On a wider level, this book starts, or perhaps broadens, a conversation by saying that corporations are the central force driving the multi-fold crises we face. Whyte points out how even the Green New Deal, and the movements for environmental and social justice, often do not challenge corporations. We cannot end business as usual without disempowering big business at its core.
The moment is now
Worldwide, few countries are tackling COVID-19. This means countries are falling into their second, third or fourth waves of the virus. Corporations will again be demanding government support, which means we have another moment to take a transitional step toward a Green New Deal. Society cannot allow COVID-19 bailouts to fund our planetary demise.
Not bailing out the big oil companies, aviation and other high polluting corporations does not mean we will be rid of them overnight. Neither does it herald a new system based on a Green New Deal that is ecologically sound and socially fair.
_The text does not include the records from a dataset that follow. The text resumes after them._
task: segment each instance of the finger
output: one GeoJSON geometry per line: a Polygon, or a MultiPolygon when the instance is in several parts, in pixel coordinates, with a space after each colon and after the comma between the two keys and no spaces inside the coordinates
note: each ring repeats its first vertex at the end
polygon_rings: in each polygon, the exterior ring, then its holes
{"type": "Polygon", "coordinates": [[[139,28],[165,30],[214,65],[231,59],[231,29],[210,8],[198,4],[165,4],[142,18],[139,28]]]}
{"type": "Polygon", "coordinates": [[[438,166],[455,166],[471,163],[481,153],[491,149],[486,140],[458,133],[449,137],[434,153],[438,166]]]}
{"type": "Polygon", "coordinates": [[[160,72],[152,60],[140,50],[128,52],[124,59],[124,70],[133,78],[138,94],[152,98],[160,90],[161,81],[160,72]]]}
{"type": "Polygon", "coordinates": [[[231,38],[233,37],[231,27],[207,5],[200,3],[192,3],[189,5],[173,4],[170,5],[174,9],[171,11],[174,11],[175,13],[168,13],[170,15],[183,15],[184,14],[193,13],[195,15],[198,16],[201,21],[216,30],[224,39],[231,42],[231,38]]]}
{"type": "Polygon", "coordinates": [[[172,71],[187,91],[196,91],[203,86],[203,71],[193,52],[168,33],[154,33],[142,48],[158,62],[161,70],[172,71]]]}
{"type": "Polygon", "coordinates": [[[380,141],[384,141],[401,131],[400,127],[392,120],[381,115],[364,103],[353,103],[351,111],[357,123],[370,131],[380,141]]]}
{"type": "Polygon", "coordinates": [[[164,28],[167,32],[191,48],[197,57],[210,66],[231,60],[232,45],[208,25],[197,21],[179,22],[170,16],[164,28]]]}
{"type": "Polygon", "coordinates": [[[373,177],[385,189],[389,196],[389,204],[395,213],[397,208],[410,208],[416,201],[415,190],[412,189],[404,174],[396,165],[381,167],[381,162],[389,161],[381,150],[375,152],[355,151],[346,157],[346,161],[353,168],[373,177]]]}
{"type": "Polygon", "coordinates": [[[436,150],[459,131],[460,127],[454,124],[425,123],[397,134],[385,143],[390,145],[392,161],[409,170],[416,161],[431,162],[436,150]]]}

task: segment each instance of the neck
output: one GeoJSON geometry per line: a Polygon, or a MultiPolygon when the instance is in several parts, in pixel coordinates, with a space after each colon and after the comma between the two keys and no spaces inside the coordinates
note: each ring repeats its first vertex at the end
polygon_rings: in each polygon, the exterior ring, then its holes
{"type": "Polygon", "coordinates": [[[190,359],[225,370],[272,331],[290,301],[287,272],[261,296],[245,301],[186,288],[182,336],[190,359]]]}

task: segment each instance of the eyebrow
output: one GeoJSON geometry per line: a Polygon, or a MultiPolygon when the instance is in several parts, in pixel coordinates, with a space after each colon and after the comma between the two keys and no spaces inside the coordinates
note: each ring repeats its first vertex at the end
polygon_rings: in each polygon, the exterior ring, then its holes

But it is a first step.
As this series has shown, there are many ways of paying for a Green New Deal. For starters, we need to get past the idea that states work like household budgets, which was the "logic" that underpinned a decade of austerity in Europe and North America. States can create money anew, for instance, by governments selling bonds and central banks enacting quantitative easing.
But to get to a point where we create an overwhelming momentum behind a Green New Deal, not only do we have to win this argument – we need to undercut another "logic" of the financial crash. Big corporations, just like big banks, are not public goods. They are not "too big to fail," and when they commit crimes they are not "too big to jail." We need to get out there, before the next round of COVID-19 bailouts, and make the argument that we must stop supporting the big corporations before the world fails.